Timor-Leste has not seen local transmission of malaria since 2018. Any recent cases have been imported, or occurred in Oecusse, a small enclave of Timor-Leste that’s surrounded by Indonesia. Timor-Leste is working towards getting a WHO malaria elimination certificate.

“Several efforts have been undertaken over the years including distribution of long-lasting insecticidal nets, indoor residual spraying, larval source management to prevent mosquito breeding among others,” says Dr Arvind Mathur, WHO representative to Timor-Leste.

“More importantly, extensive efforts have been taken to spread awareness and prevent the disease among the high-risk communities, especially in the border areas, so that people seek medical advice as soon as they experience any malaria-like symptoms.”

“Malaria elimination in Timor Island is a cross-border concern.”

Dr N. Paranietharan, WHO Representative to Indonesia

A paper published in 2020 highlights Timor-Leste’s immense success, noting that in the early 2000s, when the newly independent country had a health sector in a non-functional state, this would have seemed almost impossible.

“With the setting up of the National Malaria Control Programme just after independence in 2003 with two officers the programme expanded over the years and strategic malaria control activities in an organized manner commenced in 2009 with funding from the Global Fund to fight AIDS, tuberculosis and malaria,” the authors write.

“The incidence of malaria declined dramatically from 223,002 cases in 2006 with the last indigenous case being reported in June 2017.”

Indonesia has been slower off the mark, however they’ve still managed to lower cases significantly using similar solutions – insecticide-treated nets, deploying rapid diagnostic tests, and treating cases as soon as possible to disrupt transmission.

“As a result of massive vector control and case finding, malaria cases in West Timor declined from 20,000 in 2010 to 131 indigenous cases in 2022,” says Paranietharan. “In 2022, West Timor also recorded 50 imported cases from Papua and other provinces.”

The difference in results was partially a reflection of the amount of money and resources Timor-Leste was able to put into stopping the spread.
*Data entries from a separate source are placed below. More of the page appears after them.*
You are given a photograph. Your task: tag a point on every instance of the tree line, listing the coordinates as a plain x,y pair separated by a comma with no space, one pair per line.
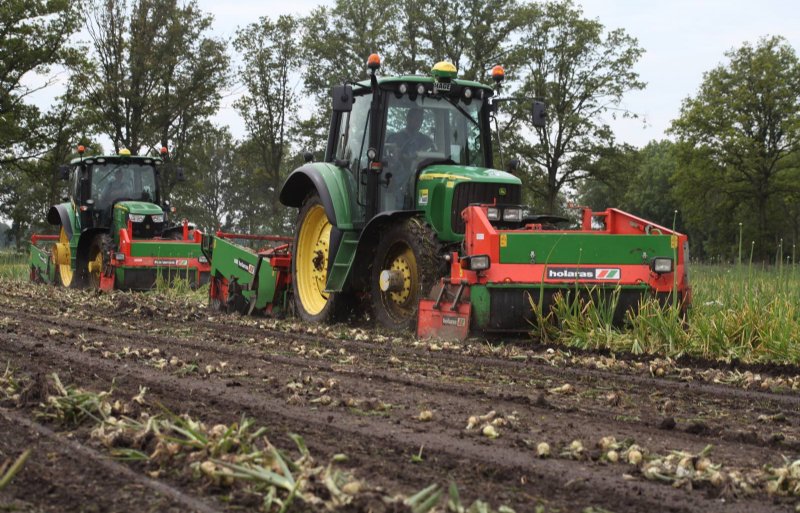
152,73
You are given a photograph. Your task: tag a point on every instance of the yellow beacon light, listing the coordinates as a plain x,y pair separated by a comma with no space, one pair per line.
444,70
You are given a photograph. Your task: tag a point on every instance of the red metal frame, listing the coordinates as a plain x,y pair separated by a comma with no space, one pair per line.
35,238
481,238
129,261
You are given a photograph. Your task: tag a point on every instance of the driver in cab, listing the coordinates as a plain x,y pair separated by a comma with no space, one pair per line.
408,142
118,188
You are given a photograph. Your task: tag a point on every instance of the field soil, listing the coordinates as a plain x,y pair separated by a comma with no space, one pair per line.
398,408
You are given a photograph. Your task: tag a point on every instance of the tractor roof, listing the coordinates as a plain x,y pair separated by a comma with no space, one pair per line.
143,159
425,80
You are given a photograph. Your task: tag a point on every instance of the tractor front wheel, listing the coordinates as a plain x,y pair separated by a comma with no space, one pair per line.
99,259
310,263
406,266
62,259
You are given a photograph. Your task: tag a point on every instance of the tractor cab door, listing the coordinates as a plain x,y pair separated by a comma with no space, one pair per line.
351,150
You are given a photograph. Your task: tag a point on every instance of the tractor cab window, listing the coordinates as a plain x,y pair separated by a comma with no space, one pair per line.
353,144
426,129
118,181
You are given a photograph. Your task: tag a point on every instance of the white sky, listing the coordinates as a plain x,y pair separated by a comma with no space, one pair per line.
682,39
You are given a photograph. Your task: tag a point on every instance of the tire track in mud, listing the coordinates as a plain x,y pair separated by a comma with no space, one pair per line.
756,402
507,466
48,445
552,474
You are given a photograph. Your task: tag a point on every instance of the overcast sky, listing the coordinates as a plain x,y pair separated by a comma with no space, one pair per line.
682,39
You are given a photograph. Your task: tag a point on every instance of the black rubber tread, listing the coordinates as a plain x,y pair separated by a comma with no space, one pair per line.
431,266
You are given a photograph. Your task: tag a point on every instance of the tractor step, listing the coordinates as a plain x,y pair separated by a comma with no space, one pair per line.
342,262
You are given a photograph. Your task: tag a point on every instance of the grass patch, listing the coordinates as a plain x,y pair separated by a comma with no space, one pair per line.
742,313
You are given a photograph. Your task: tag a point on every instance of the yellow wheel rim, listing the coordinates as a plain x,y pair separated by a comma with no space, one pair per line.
312,260
405,264
401,258
65,270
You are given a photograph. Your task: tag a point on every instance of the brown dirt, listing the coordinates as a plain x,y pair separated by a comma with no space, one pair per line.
377,386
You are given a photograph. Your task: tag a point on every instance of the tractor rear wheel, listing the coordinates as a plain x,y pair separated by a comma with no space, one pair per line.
99,258
310,263
406,266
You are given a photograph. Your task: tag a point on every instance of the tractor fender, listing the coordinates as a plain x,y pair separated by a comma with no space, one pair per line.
370,235
63,215
330,182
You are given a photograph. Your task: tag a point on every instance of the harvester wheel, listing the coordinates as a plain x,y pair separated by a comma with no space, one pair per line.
407,264
62,259
99,258
310,263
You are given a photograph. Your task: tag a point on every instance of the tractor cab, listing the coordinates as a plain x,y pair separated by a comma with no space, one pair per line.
109,191
391,129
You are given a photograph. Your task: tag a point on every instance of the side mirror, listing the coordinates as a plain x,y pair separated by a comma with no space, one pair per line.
512,166
342,98
539,112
In the early days the country was dependent on other countries and the UN agencies to help it carry out malaria control activities.

Timor-Leste now has an extensive, well-organised community health volunteer network attached to its Ministry of Health, as well a greater ability to run their own programs based on WHO guidelines.

Currently both Timor-Leste and Indonesia are developing a joint strategy and roadmap to eliminate malaria across the whole island – this is in both nations’ best interests as neither will be able to stay malaria free for long without the other’s success.

“Malaria elimination in Timor Island is a cross-border concern,” Paranietharan adds.

While ‘world changing’ vaccines and prophylaxis treatment for kids are still slowly coming online, countries like those in Southeast Asia are forging ahead with less high-tech approaches, knowing that persistence and success can save countless lives.